A class for reading and manipulating the instruments of the SPARK dataset.

  1. Begin by intialising the class with the path to the SPARK dataset directory and the instruments you would like to manipulate.

  2. Then you can construct dataframes of features indexed by the primary key using the join() method.

from spark import SPARK, Inst, Feat

ds = SPARK(
    spark_pathname=spark_pathname,
    instruments=[Inst.RBSR],
)

df = ds.join(features: [Feat.RBSR_TOTAL_FINAL_SCORE])
static init_and_join(spark_pathname: str, features: list[Feat], how: Literal['left', 'right', 'inner', 'outer', 'cross'] = 'outer') tuple[SPARK, DataFrame, list[Inst]]#

Initializes the SPARK dataset and joins the specified features into a dataframe.
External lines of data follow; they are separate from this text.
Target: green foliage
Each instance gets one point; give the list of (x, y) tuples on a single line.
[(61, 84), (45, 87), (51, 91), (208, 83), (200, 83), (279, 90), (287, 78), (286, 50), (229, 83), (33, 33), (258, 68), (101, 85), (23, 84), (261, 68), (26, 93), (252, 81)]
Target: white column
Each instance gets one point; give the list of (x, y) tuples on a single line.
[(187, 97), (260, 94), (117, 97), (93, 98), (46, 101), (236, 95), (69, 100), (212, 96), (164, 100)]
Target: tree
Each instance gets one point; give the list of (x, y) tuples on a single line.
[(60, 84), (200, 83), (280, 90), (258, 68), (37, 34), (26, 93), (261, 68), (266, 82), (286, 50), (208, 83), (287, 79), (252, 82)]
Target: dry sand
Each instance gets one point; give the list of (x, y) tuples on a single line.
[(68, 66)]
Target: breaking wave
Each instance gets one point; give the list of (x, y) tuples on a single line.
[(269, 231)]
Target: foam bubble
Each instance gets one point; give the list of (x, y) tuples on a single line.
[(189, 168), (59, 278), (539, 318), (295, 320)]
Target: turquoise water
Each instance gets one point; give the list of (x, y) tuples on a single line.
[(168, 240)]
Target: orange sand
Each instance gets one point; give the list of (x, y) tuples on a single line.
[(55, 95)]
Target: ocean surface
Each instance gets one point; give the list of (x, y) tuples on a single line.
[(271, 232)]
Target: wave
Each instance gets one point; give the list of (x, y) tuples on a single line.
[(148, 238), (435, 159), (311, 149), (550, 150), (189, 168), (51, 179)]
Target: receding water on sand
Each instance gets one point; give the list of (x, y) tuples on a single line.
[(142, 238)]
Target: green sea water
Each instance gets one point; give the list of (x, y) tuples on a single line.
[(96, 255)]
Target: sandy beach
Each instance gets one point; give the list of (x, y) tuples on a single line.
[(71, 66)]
This is a convenience method that combines the initialization of the SPARK dataset with the joining of features, preventing mismatches between requested features and the instruments loaded.

Parameters:
  • spark_pathname – The SPARK data release directory pathname.

  • features – The features to join.

  • how – The type of join to perform. Refer to pandas documentation for more details.

Returns:

A tuple containing the SPARK dataset instance, the joined dataframe, and a list of instruments used in the join.

__init__(spark_pathname: str, instruments: list[Inst] = None)#

Initializes the SPARK dataset with the specified instruments.

Parameters:
  • spark_pathname – The SPARK data release directory, which should end with a date delimited by an underscore.

  • instruments – A list of instrument names to include. If None, all instruments will be loaded.

join(features: list[Feat], how: Literal['left', 'right', 'inner', 'outer', 'cross'] = 'outer', rename: bool = True) DataFrame#

Joins the specified features from the SPARK dataset into a single dataframe.

Parameters:
  • features – A list of features to join.

  • how

    The type of join to perform. Refer to pandas documentation for more details.

Returns:

A dataframe containing the joined features.

instruments: dict[str, DataFrame]#

A dictionary mapping instrument codes to their corresponding dataframes.